The health law signed in 2010 directed states to set up websites and telephone lines that enable residents to compare and buy coverage as if shopping for plane tickets. The rules come two weeks before the U.S. Supreme Court hears arguments on whether a provision mandating coverage for all Americans is constitutional, draining some of their impact, according to Thomas Carroll, an analyst with Stifel Nicolaus & Co.
“I don’t know that the markets will give anything much credence yet, given that things could change significantly,” said Carroll, who is based in Baltimore, in a telephone interview.
The Standard & Poor’s 500 Managed Health-Care Index, which tracks insurer stocks, was down 1.25 percent at 2:41 p.m. New York time. The broader S&P 500 index was up 0.16 percent.
States have until January to demonstrate how their exchanges will work, or the U.S. will install a backup in which federal officials will determine the rules. So far, 17 states and the District of Columbia have created an exchange or have said they will, according to the Kaiser Family Foundation, a Menlo Park, California-based research institution
Today’s guidelines allow states to police insurers by using “secret shoppers” to ensure sick people aren’t discouraged from signing up and banning promotions to attract healthier people. They also urge use of third-party “navigators” to help consumers get the most from the exchanges.
The rules don’t say how the federal backup exchange will work. That is “a huge priority” for the government, said Tim Hill, the deputy director of the Center for Consumer Information and Insurance Oversight, the agency responsible for exchanges, in a conference call with reporters.
The federal government should “avoid duplicating existing state regulations that will add complexity and increase costs for consumers,” said Robert Zirkelbach, a spokesman for America’s Health Insurance Plans, the industry’s trade group in Washington, in a statement.
“Exchanges will work best if they are true marketplaces that maximize choice and competition,” he said. The industry has lobbied against proposals in states that would require insurers to bid to sell plans in exchanges.
“It looks like they tried to be as accommodating to states as they possibly could,” said Thomas Barker, the former acting general counsel of the U.S. Department of Health and Human Services under President George W. Bush.
The flexibility may be aimed at getting states moving on building exchanges, and “to try to tone down some of the criticism” of the health law, said Barker, now a partner at Foley Hoag in Washington, in a telephone interview.
Competition between plans in the exchanges “will drive down costs” while giving people and small businesses “the same purchasing power big businesses have today,” said Health and Human Services Secretary Kathleen Sebelius in a statement.
Low-income and working-class people will get discounts on coverage purchased through exchanges under the law. A family of four earning as much as $92,000 this year would be eligible for a subsidy, the law says.

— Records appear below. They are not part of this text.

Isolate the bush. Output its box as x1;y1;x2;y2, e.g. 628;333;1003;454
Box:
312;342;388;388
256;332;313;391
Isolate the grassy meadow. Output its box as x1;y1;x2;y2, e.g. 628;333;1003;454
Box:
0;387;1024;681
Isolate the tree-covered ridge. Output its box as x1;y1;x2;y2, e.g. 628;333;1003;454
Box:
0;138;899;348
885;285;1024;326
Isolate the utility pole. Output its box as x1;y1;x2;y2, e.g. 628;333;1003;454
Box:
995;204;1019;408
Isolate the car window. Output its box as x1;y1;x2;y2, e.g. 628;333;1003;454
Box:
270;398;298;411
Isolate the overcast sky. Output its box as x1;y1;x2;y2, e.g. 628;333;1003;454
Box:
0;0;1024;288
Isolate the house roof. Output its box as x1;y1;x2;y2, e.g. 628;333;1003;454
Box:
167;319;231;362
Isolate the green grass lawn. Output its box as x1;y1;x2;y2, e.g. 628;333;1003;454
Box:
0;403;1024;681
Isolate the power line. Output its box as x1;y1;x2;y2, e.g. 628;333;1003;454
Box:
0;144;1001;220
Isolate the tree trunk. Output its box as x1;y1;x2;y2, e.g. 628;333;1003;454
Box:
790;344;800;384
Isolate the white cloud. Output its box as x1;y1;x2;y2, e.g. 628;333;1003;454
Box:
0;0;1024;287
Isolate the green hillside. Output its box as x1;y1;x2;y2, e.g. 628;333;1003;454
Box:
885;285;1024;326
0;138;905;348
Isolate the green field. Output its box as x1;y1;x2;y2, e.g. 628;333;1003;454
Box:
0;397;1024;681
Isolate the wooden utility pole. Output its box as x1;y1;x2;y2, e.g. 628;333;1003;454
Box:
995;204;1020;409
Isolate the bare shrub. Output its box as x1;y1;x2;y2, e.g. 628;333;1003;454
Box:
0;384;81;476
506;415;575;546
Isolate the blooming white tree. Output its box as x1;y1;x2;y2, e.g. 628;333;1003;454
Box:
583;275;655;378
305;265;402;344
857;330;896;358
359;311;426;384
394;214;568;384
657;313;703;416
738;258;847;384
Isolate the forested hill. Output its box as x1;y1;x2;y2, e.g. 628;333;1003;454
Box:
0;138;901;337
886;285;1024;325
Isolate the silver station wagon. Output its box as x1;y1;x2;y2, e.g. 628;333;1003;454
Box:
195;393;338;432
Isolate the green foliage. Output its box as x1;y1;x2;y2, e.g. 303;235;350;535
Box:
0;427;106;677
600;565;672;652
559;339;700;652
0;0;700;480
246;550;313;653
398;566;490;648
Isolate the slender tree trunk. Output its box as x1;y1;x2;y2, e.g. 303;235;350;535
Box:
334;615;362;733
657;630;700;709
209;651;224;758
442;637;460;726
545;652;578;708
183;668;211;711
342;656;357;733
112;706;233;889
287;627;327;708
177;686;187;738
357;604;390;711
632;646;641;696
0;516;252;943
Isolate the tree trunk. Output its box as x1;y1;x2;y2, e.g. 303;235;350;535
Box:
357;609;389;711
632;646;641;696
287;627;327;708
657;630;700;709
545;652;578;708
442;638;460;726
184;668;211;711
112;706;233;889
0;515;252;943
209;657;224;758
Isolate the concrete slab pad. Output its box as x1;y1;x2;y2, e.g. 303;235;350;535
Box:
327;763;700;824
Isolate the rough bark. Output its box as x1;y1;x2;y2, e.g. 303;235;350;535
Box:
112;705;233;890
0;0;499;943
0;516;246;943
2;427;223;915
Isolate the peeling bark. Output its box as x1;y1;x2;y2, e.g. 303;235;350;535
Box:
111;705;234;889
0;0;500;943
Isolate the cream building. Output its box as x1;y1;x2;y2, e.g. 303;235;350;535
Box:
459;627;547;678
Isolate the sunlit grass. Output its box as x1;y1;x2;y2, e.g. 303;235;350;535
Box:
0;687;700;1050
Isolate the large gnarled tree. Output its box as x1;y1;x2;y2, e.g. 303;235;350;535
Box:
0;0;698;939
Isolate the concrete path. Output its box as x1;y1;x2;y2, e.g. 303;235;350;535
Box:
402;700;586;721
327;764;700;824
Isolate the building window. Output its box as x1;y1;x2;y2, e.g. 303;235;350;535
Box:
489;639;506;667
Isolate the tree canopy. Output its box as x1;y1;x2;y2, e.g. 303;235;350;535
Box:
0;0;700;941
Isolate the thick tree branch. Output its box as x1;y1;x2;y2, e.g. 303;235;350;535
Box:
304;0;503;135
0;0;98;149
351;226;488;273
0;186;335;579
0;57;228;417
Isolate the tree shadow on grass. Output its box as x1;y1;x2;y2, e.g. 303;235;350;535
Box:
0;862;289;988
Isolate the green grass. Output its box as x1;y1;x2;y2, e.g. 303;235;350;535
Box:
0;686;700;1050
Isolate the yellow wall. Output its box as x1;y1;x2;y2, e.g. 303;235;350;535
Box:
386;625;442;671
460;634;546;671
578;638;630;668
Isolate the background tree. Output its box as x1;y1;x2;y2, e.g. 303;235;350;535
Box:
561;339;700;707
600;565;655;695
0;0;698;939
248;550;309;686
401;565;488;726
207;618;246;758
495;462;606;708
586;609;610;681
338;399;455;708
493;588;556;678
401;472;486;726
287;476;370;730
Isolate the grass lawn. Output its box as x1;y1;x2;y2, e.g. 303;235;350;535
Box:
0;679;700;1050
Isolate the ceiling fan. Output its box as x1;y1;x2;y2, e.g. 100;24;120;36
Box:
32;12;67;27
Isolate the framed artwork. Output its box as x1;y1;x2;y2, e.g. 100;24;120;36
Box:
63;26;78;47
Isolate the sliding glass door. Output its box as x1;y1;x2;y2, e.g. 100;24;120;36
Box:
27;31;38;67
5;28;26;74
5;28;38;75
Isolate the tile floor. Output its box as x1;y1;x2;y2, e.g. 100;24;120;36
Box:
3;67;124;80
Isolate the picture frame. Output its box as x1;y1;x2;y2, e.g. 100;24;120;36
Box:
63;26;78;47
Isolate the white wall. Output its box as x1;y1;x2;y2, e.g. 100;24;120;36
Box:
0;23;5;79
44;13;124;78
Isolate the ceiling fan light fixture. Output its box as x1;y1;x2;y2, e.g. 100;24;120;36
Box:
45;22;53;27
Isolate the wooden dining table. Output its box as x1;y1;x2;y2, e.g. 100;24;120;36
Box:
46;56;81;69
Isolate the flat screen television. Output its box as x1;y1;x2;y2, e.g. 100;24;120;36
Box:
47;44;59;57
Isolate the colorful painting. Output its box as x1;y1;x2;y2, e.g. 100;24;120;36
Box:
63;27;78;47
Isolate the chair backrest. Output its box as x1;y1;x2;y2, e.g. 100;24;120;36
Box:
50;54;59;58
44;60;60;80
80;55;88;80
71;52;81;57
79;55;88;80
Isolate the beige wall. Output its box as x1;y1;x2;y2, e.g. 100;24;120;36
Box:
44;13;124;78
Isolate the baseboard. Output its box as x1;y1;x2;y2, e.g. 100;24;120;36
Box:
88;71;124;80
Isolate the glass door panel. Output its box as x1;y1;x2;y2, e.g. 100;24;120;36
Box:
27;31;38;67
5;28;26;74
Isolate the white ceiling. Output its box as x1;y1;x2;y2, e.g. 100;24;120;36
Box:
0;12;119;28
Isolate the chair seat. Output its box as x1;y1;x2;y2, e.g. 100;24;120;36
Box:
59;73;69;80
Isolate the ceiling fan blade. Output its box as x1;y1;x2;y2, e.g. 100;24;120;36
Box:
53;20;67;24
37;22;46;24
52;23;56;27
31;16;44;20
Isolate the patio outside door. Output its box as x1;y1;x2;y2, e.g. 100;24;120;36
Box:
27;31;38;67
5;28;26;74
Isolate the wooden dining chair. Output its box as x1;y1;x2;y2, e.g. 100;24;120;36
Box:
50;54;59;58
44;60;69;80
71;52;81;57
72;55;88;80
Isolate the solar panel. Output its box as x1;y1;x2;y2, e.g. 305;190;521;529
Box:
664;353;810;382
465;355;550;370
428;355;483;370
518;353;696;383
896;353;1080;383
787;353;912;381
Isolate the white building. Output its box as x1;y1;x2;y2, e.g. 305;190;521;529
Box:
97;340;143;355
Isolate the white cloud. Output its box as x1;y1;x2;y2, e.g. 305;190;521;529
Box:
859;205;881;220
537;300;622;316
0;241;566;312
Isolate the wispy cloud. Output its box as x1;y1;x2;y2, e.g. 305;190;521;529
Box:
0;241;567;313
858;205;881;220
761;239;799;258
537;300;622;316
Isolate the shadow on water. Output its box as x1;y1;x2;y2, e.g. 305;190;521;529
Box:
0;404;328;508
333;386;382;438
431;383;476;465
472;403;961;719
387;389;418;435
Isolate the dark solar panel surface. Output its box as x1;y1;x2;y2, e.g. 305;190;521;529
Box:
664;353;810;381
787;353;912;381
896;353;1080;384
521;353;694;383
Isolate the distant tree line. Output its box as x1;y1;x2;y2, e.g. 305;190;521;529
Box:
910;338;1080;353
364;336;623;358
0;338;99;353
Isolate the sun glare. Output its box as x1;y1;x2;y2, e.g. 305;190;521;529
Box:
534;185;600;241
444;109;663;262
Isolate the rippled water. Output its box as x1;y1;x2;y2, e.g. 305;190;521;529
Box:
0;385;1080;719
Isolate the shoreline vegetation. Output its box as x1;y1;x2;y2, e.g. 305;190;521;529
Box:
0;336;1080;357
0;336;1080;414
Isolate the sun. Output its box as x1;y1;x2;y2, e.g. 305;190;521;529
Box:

The subsidies are expected to cost the U.S. about $773 billion from 2014 to 2021, according to CBO estimates. Some of the 644 pages of rules announced by the Obama administration may still be revised, the government said in a regulatory filing.
A spokesman for UnitedHealth, Matt Stearns, said in an e- mail that the company was reviewing the regulations and couldn’t immediately comment. The Minnetonka, Minnesota-based company is the largest commercial insurer by market value.